Perjanjian itu pun dilaksanakan dan digantungkan di rongga Ka’bah namun Bani Hâsyim dan Bani al-Muththalib semuanya, baik yang masih kafir maupun yang sudah beriman selain Abu Lahab tetap berpihak untuk membela Rasulullah. Mereka akhirnya tertahan di kediaman Abu Thalib pada malam bulan Muharram tahun ke-7 dari bi’tsah (diutusnya beliau sebagai Rasul) sedangkan riwayat yang lain menyebutkan selain tanggal tersebut.
Tiga Tahun di Kediaman Abu Thalib
Pemboikotan semakin diperketat sehingga makanan dan stock pun habis, sementara kaum musyrikin tidak membiarkan makanan apapun yang masuk ke Mekkah atau dijual kecuali mereka segera memborongnya. Tindakan ini membuat kondisi Bani Hâsyim dan Bani al-Muththalib semakin kepayahan dan memprihatinkan sehingga mereka terpaksa memakan dedaunan dan kulit-kulit. Selain itu, jeritan kaum wanita dan tangis bayi-bayi yang mengerang kelaparan pun terdengar di balik kediaman tersebut.
Tidak ada yang sampai ke tangan mereka kecuali secara sembunyi-sembunyi, dan merekapun tidak keluar rumah untuk membeli keperluan keseharian kecuali pada al-Asyhur al-Hurum (bulan-bulan yang diharamkan berperang). Mereka membelinya dari rombongan yang datang dari luar Mekkah akan tetapi penduduk Mekkah menaikkan harga barang-barang kepada mereka beberapa kali lipat agar mereka tidak mampu membelinya.
Hakîm bin Hizâm pernah membawa gandum untuk diberikan kepada bibinya, Khadîjah radhiallaahu 'anha namun suatu ketika dia dihadang oleh Abu Jahal dan diinterogasi olehnya guna mencegah upayanya. Untung saja, ada Abu al-Bukhturiy yang menengahi dan membiarkannya lolos membawa gandum tersebut kepada bibinya.
Dilain pihak, Abu Thalib merasa khawatir atas keselamatan Rasulullah Shallallâhu 'alaihi wasallam. Untuk itu, dia biasanya memerintahkan beliau untuk baring di tempat tidurnya bila orang-orang beranjak ke tempat tidur mereka. Hal ini agar memudahkannya untuk mengetahui siapa yang hendak membunuh beliau. Dan manakala orang-orang sudah benar-benar tidur, dia memerintahkan salah satu dari putera-putera, saudara-saudara atau keponakan-keponakannya untuk tidur di tempat tidur Rasulullah sementara beliau Shallallâhu 'alaihi wasallam diperintahkan untuk tidur di tempat tidur mereka.

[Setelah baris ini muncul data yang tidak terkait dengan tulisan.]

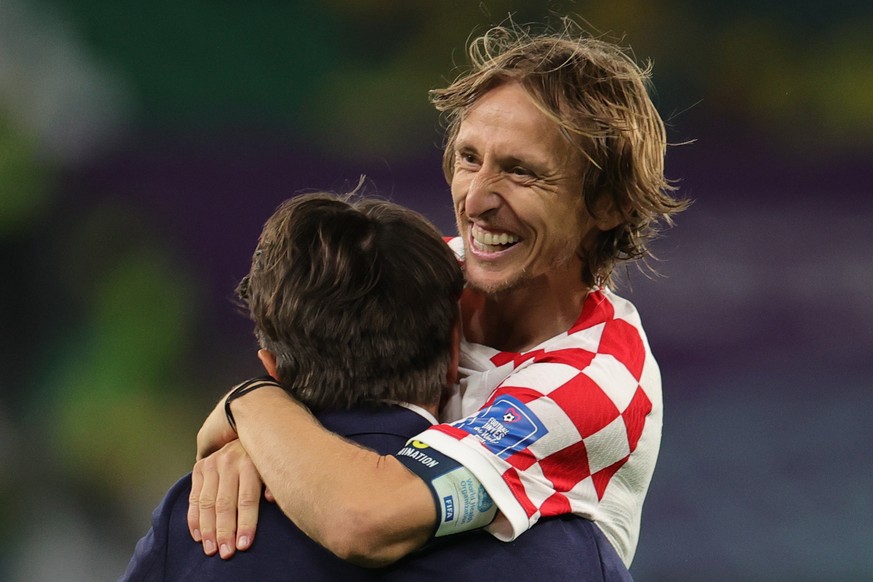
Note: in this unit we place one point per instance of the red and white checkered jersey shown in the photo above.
(571, 426)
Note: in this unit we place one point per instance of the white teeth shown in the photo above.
(492, 239)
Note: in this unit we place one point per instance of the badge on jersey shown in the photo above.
(461, 501)
(505, 428)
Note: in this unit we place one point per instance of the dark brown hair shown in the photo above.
(356, 298)
(598, 96)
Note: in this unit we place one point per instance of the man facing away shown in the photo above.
(355, 308)
(555, 157)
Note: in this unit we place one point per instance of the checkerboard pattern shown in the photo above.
(596, 389)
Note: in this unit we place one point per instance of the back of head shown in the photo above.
(356, 298)
(597, 95)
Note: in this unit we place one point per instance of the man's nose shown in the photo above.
(483, 196)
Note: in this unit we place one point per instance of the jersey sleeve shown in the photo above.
(553, 436)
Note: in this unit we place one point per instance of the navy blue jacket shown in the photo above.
(566, 548)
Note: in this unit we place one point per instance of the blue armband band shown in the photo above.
(461, 501)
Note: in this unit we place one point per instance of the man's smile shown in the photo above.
(491, 242)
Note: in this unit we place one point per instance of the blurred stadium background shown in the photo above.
(143, 144)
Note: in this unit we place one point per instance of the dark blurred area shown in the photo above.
(142, 145)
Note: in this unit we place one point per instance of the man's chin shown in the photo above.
(494, 286)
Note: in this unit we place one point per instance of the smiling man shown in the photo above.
(555, 156)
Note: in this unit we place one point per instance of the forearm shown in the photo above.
(364, 507)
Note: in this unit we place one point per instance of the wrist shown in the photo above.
(242, 390)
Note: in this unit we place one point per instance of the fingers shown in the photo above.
(194, 503)
(206, 502)
(226, 507)
(248, 504)
(224, 501)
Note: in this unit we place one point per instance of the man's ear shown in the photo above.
(607, 214)
(269, 361)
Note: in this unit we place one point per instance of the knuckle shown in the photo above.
(225, 505)
(206, 502)
(248, 500)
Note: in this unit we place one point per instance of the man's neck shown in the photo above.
(519, 319)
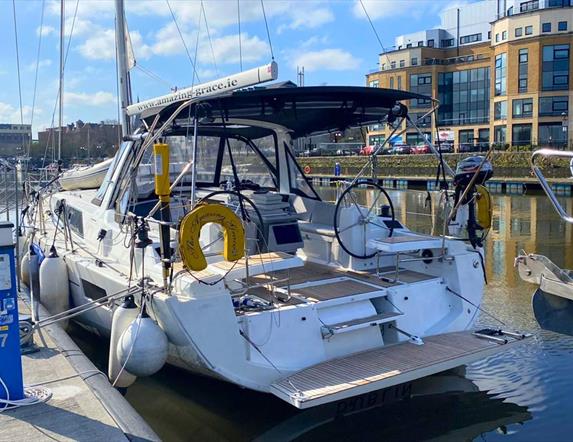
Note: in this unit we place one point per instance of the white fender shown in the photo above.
(123, 315)
(143, 347)
(54, 284)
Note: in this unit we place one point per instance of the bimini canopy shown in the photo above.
(302, 110)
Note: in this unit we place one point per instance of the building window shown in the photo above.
(469, 39)
(499, 134)
(464, 97)
(555, 68)
(552, 134)
(521, 134)
(421, 84)
(529, 6)
(523, 108)
(500, 110)
(500, 74)
(553, 106)
(466, 136)
(522, 75)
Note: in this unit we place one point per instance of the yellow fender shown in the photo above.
(484, 207)
(189, 246)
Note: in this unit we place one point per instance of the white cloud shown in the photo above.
(45, 30)
(11, 114)
(378, 9)
(327, 59)
(99, 98)
(41, 64)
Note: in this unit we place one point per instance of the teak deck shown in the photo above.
(381, 368)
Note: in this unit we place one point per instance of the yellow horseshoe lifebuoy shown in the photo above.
(189, 246)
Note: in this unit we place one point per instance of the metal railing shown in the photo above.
(548, 153)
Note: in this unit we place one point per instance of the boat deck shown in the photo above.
(383, 367)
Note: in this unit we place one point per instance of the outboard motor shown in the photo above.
(465, 171)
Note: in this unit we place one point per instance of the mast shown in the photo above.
(61, 88)
(122, 66)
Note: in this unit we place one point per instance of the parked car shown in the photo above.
(401, 149)
(421, 148)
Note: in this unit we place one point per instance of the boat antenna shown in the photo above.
(123, 66)
(18, 66)
(268, 32)
(61, 89)
(240, 43)
(375, 31)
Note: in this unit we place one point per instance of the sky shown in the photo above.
(333, 40)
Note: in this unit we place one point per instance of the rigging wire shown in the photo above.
(268, 32)
(182, 39)
(18, 66)
(240, 43)
(58, 94)
(209, 37)
(374, 29)
(197, 48)
(37, 70)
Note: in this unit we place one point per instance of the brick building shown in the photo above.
(501, 71)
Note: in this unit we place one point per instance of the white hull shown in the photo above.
(86, 177)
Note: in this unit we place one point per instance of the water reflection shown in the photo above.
(525, 393)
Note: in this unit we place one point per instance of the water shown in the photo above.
(523, 394)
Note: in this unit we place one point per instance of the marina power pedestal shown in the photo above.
(10, 357)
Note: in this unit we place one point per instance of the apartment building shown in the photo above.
(502, 73)
(14, 138)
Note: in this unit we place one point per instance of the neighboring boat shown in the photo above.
(553, 300)
(84, 177)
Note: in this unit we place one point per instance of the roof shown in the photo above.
(302, 110)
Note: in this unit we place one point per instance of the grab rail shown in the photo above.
(545, 185)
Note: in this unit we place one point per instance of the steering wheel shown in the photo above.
(367, 215)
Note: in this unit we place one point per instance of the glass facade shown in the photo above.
(552, 134)
(522, 75)
(421, 84)
(555, 68)
(523, 108)
(464, 97)
(499, 134)
(500, 110)
(501, 74)
(521, 134)
(553, 106)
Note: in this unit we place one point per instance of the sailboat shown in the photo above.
(237, 269)
(553, 299)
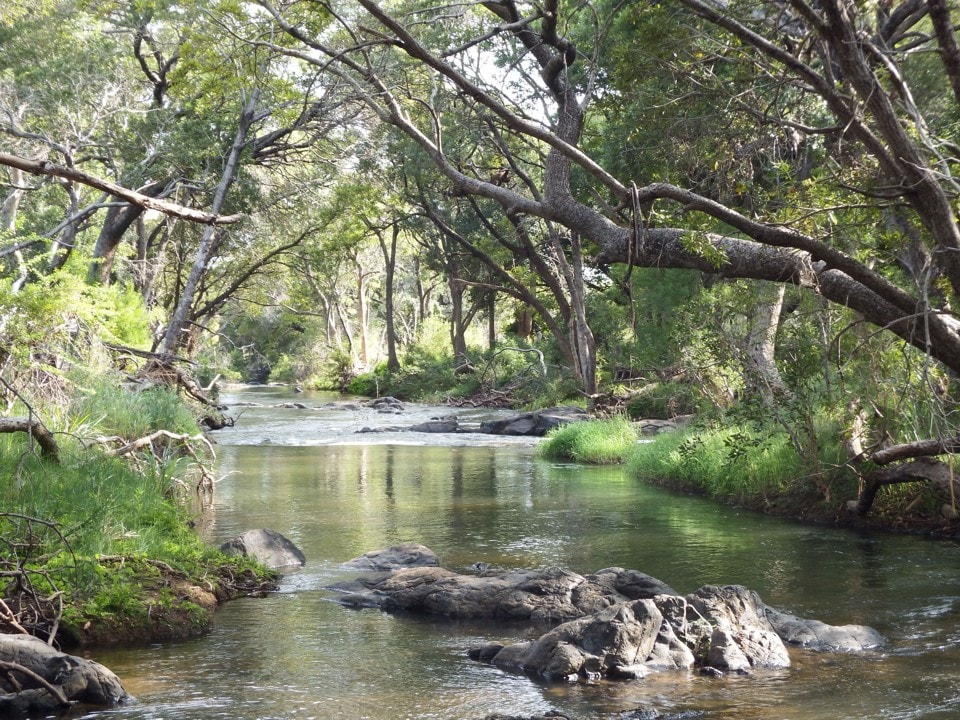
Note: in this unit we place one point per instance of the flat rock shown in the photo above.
(537, 423)
(395, 557)
(615, 623)
(78, 679)
(268, 547)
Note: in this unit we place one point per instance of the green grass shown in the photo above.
(597, 442)
(739, 463)
(95, 527)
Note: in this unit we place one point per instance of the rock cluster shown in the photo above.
(38, 679)
(615, 623)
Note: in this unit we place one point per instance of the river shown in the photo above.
(337, 493)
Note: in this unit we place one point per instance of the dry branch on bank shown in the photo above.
(37, 430)
(157, 442)
(913, 462)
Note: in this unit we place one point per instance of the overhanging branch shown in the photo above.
(44, 167)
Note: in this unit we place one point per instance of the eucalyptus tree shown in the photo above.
(847, 82)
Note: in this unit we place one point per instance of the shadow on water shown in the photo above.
(297, 654)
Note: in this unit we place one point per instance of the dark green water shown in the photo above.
(338, 494)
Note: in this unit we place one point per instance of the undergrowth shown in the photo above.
(102, 541)
(597, 442)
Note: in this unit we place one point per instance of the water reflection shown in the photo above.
(299, 655)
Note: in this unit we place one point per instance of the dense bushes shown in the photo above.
(101, 545)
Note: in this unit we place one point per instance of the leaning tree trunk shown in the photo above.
(390, 263)
(210, 242)
(759, 347)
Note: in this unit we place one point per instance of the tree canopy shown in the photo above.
(360, 167)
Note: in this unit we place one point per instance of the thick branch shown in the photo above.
(43, 167)
(44, 438)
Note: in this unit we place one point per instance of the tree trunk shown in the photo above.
(491, 320)
(760, 367)
(210, 242)
(118, 220)
(390, 263)
(458, 327)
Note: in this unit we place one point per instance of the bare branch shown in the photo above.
(44, 167)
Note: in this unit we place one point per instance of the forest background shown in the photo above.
(742, 211)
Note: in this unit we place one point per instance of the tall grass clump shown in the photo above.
(101, 403)
(597, 442)
(740, 463)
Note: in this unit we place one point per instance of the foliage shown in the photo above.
(744, 463)
(103, 537)
(597, 442)
(128, 412)
(663, 400)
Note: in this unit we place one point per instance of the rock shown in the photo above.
(549, 715)
(743, 637)
(437, 426)
(386, 404)
(268, 547)
(78, 679)
(537, 423)
(612, 642)
(395, 557)
(616, 623)
(815, 635)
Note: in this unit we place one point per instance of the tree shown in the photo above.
(845, 82)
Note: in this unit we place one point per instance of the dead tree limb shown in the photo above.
(48, 686)
(44, 167)
(37, 430)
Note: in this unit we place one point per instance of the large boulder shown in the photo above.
(549, 595)
(816, 635)
(536, 423)
(40, 680)
(615, 623)
(395, 557)
(742, 636)
(268, 547)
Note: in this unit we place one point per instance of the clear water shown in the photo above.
(336, 493)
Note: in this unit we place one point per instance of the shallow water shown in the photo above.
(337, 493)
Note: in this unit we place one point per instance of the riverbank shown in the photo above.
(97, 528)
(738, 466)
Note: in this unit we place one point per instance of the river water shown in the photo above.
(337, 493)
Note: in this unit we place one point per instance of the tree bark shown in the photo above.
(390, 263)
(38, 432)
(174, 336)
(44, 167)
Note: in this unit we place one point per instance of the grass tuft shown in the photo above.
(597, 442)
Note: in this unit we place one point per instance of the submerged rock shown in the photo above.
(27, 659)
(268, 547)
(405, 555)
(615, 623)
(536, 423)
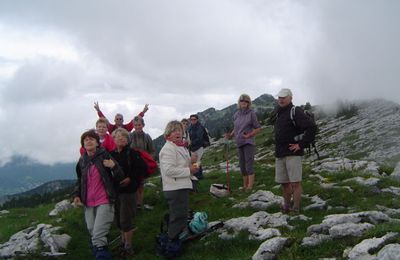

Rasulullah Shallallâhu 'alaihi wasallam dan kaum muslimin keluar pada musim haji, menjumpai manusia dan mengajak mereka kepada Islam sebagaimana yang telah kami singgung dalam pembahasan lalu tentang perlakuan Abu Lahab terhadap mereka.
Pembatalan Terhadap Shahifah Perjanjian
Pemboikotan tersebut berlangsung selama dua atau tiga tahun penuh. Barulah pada bulan Muharram tahun ke-10 dari kenabian terjadi pembatalan terhadap shahifah dan perobekan perjanjian tersebut. Hal ini dilakukan karena tidak semua kaum Quraisy menyetujui perjanjian tersebut, diantara mereka ada yang pro dan ada yang kontra, maka pihak yang kontra ini akhirnya berusaha untuk membatalkan shahifah tersebut.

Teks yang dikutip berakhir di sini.